The major, in fact, did not notice us; he did not notice us in fact for two days, and I wondered if I had said something to offend him. But when at last we met him again under the chestnut tree at noon, with a glass of lager at his table in the shade, he seemed more friendly, more sparkling and more cheerful than ever. The yellow beer, the light shantung suit and the gleaming white teeth were all alight with the trembling silver reflections that sprang from the sunlight on the water.

‘Any news of your wife?' we said.

‘Coming today!'

We said we were very pleased. ‘What time?'

‘Coming by the afternoon boat. Gets in at three.'

He looked at the lake, the roses on the terrace, the blue-grey eucalyptus tree shining on the balcony of his room and then at the vast snows towering and glistening beyond the lake. ‘I can't tell you how she will adore all this,' he said. ‘I can't tell you.'

‘I'm sure she will,' we said. ‘You must be very excited.'

‘Just like a kid with a toy!' he said. ‘You see, I came out first to arrange it all. Choose the place. Choose the hotel. Choose everything. She doesn't know what she's coming to. You see? It's all going to be a great surprise for her.'

‘Don't forget you have to conquer the Jungfrau,' I said. ‘The soldanella are wonderful above the Scheidegg now.'

‘Of course,' he said. ‘Well, I must go. Perhaps you'd join us for an
apéritif
about six? I do very much want you to meet her.'

We said we would be delighted and he went singing away up to the hotel.
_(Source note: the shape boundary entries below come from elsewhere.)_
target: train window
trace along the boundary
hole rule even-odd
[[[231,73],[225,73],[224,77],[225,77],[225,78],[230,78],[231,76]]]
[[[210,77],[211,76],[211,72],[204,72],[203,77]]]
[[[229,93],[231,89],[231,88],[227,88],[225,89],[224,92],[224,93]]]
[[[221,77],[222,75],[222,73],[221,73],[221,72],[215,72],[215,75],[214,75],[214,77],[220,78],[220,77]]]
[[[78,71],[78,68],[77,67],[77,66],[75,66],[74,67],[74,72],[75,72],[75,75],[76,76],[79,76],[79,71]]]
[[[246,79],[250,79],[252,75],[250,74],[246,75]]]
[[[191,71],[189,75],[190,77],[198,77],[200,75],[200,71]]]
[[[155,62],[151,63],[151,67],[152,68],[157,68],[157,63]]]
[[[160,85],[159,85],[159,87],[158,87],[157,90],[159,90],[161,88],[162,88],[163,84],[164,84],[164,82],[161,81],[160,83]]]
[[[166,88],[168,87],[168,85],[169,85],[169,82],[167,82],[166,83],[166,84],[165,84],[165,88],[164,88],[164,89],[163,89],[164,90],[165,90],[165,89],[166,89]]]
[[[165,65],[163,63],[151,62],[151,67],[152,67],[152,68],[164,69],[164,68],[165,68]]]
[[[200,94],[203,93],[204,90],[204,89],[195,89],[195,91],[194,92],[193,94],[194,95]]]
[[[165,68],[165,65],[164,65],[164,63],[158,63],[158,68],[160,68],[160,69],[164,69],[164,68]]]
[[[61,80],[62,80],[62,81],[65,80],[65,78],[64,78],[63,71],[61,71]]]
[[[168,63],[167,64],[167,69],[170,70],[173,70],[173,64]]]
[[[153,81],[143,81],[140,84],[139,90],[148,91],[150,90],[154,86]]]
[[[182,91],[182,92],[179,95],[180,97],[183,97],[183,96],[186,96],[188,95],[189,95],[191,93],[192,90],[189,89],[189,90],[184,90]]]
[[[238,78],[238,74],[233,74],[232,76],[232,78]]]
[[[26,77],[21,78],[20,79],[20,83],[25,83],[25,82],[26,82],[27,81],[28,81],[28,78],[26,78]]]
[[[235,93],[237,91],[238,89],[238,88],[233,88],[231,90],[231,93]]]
‘Your remark about the Jungfrau was very pointed,' my wife said.

‘I saved it with the soldanella,' I said.

‘Anyway, be careful what you say tonight,' she said.
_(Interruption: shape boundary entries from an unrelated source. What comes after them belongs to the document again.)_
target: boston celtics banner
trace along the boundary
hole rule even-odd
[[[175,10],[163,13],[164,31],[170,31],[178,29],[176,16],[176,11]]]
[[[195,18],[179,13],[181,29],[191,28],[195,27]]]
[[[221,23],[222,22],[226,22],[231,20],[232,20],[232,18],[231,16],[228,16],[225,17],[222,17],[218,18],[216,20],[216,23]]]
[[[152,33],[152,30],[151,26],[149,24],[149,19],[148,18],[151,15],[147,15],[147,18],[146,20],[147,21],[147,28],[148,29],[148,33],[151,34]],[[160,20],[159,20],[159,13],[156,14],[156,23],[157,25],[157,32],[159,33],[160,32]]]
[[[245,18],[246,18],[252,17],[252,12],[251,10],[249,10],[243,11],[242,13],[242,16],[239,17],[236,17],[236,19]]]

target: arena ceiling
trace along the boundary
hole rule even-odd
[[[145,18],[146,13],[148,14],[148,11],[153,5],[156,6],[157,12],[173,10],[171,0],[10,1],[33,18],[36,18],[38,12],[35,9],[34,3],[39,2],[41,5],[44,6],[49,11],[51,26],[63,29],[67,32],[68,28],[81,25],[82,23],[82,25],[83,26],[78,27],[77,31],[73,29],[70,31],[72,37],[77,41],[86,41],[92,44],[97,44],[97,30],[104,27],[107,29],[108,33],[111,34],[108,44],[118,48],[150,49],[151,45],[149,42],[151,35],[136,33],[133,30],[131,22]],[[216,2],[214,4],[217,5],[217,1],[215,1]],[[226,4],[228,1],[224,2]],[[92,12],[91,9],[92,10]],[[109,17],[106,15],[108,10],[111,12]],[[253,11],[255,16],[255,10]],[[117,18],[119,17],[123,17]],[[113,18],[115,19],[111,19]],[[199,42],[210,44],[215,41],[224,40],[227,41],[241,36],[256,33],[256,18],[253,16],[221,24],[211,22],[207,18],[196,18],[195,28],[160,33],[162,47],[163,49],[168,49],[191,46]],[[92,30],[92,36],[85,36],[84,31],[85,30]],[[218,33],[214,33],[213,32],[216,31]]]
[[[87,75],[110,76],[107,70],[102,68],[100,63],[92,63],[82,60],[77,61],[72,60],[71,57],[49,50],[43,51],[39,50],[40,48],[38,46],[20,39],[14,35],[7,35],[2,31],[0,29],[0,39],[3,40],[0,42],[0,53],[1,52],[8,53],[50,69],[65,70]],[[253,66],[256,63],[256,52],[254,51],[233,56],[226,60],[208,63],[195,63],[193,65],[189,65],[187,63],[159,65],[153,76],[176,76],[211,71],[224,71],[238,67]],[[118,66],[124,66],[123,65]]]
From the lower terrace we could watch the steamers come and go. The afternoon was very hot and we stayed under the dark shade of the chestnut trees to watch the three o'clock boat come in. Among the hotel porters with their green and plum-coloured and scarlet and brown caps and uniforms the major stood out, in cool spruce shantung, as a very English, very conspicuous visitor on the quay.

When the white steamer came up the lake at last, tooting in the hot afternoon air, the major had taken up his stand in front of all the porters, by the water's edge. I got up and leaned on the railings of the terrace to get a better view.

The steamer came swinging in with a ring of engine-room bells, with six or seven passengers waiting by the gangway.

‘There she is,' I said.

‘Where?' My wife had come to stand beside me.

‘The lady with the green case,' I said. ‘Standing by the captain. She looks about the major's age and about as English.'

‘She looks rather nice—yes,' my wife said, ‘it could be.'

The steamer bounced lightly against the quay and the gangway came down. The hotel porters adjusted their caps and the passengers began to come ashore. In his eagerness the major almost blocked the gangway.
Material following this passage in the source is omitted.